Brian Hall, a member of the AARM security group, argues that developers should not use language models (LLMs) to make final authorization decisions for AI agents. The current industry trend involves using an 'LLM-judge' to review tool calls before execution, essentially placing a second model to monitor the first. Hall contends this is fundamentally flawed because models remain susceptible to prompt injection (crafting input to manipulate model behavior) and social engineering. If an attacker can deceive an agent, they have a high probability of deceiving the judge as well, as both rely on similar probabilistic inference mechanisms that are inherently open to influence.
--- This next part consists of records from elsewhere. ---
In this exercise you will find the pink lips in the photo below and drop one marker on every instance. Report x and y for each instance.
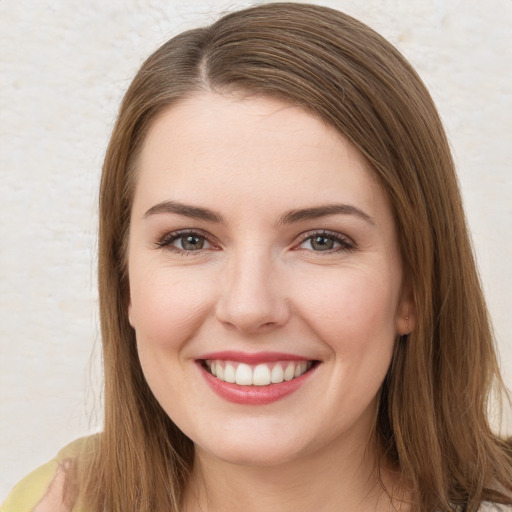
(253, 395)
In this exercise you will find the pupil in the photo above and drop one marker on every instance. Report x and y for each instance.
(322, 243)
(191, 243)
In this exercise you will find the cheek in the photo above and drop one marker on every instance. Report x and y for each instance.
(166, 305)
(351, 305)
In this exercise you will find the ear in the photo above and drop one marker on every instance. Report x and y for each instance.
(130, 313)
(406, 317)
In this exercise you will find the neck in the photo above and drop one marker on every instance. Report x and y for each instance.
(323, 481)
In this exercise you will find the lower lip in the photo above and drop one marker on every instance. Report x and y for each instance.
(254, 395)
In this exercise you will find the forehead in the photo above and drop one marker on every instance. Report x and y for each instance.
(261, 150)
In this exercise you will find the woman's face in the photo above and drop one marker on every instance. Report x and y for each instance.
(261, 250)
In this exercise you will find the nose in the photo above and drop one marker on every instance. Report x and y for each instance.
(252, 298)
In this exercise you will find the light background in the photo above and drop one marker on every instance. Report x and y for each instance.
(64, 67)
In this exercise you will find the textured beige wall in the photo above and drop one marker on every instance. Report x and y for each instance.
(64, 66)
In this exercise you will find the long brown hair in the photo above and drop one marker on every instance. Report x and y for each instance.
(432, 419)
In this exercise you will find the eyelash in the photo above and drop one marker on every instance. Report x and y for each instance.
(167, 240)
(345, 244)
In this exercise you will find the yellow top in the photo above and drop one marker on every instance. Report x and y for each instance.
(29, 493)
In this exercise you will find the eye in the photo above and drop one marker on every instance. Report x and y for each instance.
(185, 242)
(326, 242)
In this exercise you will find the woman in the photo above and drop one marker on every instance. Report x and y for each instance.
(291, 314)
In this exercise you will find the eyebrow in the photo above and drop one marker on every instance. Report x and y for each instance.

Beyond security vulnerabilities, Hall highlights the non-deterministic nature of LLMs as a significant liability for mission-critical operations. Models utilize sampling (a technique where the same input can produce varied outputs), meaning a security decision could fluctuate for identical actions. This inconsistency makes auditing, debugging, and system reliability impossible compared to traditional, rule-based access controls that consistently enforce strict 'deny' or 'allow' policies. Such deterministic rules provide a reliable audit trail and predictable behavior that language models cannot guarantee.
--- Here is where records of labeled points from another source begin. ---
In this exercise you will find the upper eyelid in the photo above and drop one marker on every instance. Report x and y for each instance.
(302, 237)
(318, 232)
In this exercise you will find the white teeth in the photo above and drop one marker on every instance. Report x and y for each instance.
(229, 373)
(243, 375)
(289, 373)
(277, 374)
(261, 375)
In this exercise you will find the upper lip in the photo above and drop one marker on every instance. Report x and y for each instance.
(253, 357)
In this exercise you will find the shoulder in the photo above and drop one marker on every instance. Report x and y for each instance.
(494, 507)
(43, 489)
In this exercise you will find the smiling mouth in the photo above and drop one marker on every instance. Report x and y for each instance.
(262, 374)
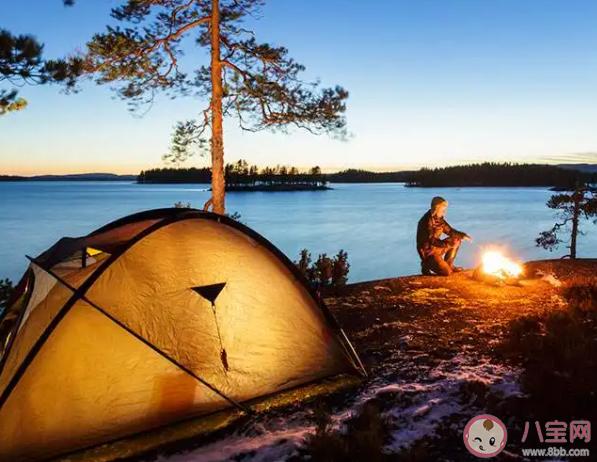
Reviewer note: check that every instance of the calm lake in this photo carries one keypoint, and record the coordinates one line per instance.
(374, 223)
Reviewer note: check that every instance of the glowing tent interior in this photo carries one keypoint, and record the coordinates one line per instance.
(152, 319)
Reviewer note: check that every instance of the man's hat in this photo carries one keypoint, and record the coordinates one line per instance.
(437, 201)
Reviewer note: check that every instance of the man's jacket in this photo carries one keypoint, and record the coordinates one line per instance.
(429, 232)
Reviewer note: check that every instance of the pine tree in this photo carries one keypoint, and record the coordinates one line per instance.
(22, 63)
(258, 83)
(582, 203)
(340, 269)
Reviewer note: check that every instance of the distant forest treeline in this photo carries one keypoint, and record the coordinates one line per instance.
(243, 174)
(494, 174)
(240, 174)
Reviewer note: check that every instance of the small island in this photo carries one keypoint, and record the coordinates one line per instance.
(242, 177)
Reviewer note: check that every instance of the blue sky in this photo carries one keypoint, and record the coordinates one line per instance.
(431, 82)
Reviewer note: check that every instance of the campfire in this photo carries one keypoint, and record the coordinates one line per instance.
(496, 268)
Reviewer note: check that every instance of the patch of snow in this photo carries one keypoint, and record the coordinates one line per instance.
(420, 406)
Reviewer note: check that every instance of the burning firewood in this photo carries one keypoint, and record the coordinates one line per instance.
(498, 270)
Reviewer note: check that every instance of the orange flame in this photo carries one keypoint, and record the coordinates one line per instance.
(496, 264)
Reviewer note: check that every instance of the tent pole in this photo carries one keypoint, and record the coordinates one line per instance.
(354, 353)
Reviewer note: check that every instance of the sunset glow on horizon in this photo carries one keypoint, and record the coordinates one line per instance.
(454, 83)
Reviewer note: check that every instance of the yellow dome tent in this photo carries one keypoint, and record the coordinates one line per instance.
(152, 319)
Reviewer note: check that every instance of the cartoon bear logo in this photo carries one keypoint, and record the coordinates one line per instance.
(485, 436)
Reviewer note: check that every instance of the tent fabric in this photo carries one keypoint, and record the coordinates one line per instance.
(192, 314)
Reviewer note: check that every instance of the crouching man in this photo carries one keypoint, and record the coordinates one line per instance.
(438, 255)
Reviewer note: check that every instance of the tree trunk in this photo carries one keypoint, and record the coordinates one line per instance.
(575, 216)
(218, 186)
Hall emphasizes that this is not an argument to exclude models from security architectures entirely. LLMs excel at detecting anomalies, flagging sensitive text, or identifying suspicious patterns across sequences of calls. Instead, he proposes a layered security strategy where models are restricted to advisory roles, such as flagging potentially risky actions for manual review or secondary system analysis. The final, authoritative decision to execute sensitive actions—such as dropping a production database or moving financial assets—must reside in a deterministic, rule-based system. This separation ensures that the final gatekeeper is 'boring' by design, providing stable and transparent enforcement that an agent cannot talk its way past. Hall has developed an open-source project called Faramesh to implement this philosophy, ensuring that permit-deny decisions occur outside the model's inference path.